Have you ever tried to un-scramble an egg?
Ever noticed how your house gets messy on its own, but never seems to clean itself? Or how your beer warms up and your soup cools down—but never the reverse?
That’s entropy in action.
It’s the second law of thermodynamics: in a closed system, disorder tends to increase. The world naturally moves toward chaos. Making a mess is easy—cleaning it up takes effort and energy.
So why does this matter for climate action?
Carbon stored in fossil fuels—coal, oil, or in forests—is in a low-entropy, concentrated state. When we burn it, we convert it into high-entropy CO₂, escaping through an exhaust pipe, and then spreading it throughout the atmosphere. What was once dense and orderly becomes diffuse and disorderly. That’s entropy at work.

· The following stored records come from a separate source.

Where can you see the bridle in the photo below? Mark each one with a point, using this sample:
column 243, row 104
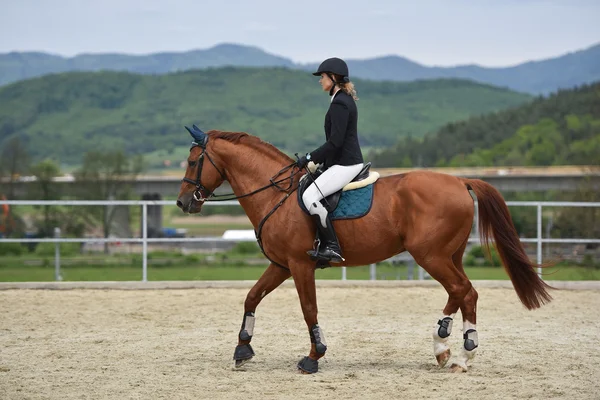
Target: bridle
column 208, row 195
column 198, row 195
column 202, row 193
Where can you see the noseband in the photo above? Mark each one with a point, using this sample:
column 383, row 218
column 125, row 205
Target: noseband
column 198, row 193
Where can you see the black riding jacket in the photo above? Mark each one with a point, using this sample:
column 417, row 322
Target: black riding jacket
column 341, row 147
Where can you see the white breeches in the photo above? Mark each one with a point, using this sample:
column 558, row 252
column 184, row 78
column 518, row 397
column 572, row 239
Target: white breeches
column 329, row 182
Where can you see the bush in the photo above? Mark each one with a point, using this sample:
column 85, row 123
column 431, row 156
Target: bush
column 245, row 248
column 11, row 249
column 66, row 249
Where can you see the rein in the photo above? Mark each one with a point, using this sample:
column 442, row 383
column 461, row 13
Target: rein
column 210, row 196
column 273, row 182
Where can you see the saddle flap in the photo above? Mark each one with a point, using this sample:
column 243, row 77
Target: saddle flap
column 364, row 173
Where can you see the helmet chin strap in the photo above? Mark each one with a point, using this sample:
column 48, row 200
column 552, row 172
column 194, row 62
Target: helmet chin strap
column 334, row 83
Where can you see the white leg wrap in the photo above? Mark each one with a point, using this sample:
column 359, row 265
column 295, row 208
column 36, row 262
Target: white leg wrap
column 465, row 355
column 439, row 343
column 249, row 324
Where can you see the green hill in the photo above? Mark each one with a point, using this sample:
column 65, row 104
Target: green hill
column 561, row 129
column 64, row 115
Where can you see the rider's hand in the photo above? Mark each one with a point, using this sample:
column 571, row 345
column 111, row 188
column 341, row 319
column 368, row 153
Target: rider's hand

To keep the planet from overheating, we must reduce the amount of CO₂ in the atmosphere. There are three main strategies to do this:
- Avoid emissions by not burning fossil fuels or forests in the first place.
- Reduce emissions at the source, using cleaner technologies or capturing carbon during combustion.
- Remove CO₂ from the atmosphere after it’s already been released.
Entropy makes the hierarchy of these options clear.
Avoiding emissions requires no extra energy—it prevents the disorder from happening. Reducing emissions at the source takes more effort, but still works with a relatively concentrated system. But removing CO₂ once it’s scattered throughout the atmosphere is the most energy-intensive path—it means fighting against entropy, trying to re-concentrate what nature has already spread out.
Paradoxically, however, it is precisely these high-entropy reversal efforts that are often labelled as “high quality”—while calling more entropy-aligned actions like avoidance and reduction “low quality”. This valorizes the act of fighting entropy, even if it’s energetically and economically irrational.
In science fiction such as Star Trek, we imagine futures where this doesn’t matter—where energy is infinite, machines can reassemble matter from energy, and entropy can be reversed at will.
But in today’s reality, energy is limited. And much of newly installed renewable energy is already being swallowed up by data centers and AI systems. We’re not reversing entropy. We’re just moving it around—creating new kinds of waste in the process.
This is the Entropy Paradox: In our attempt to remove the visible signs of disorder, we create deeper, more systemic forms of it. We fight nature’s laws to restore order—only to amplify the chaos we meant to eliminate.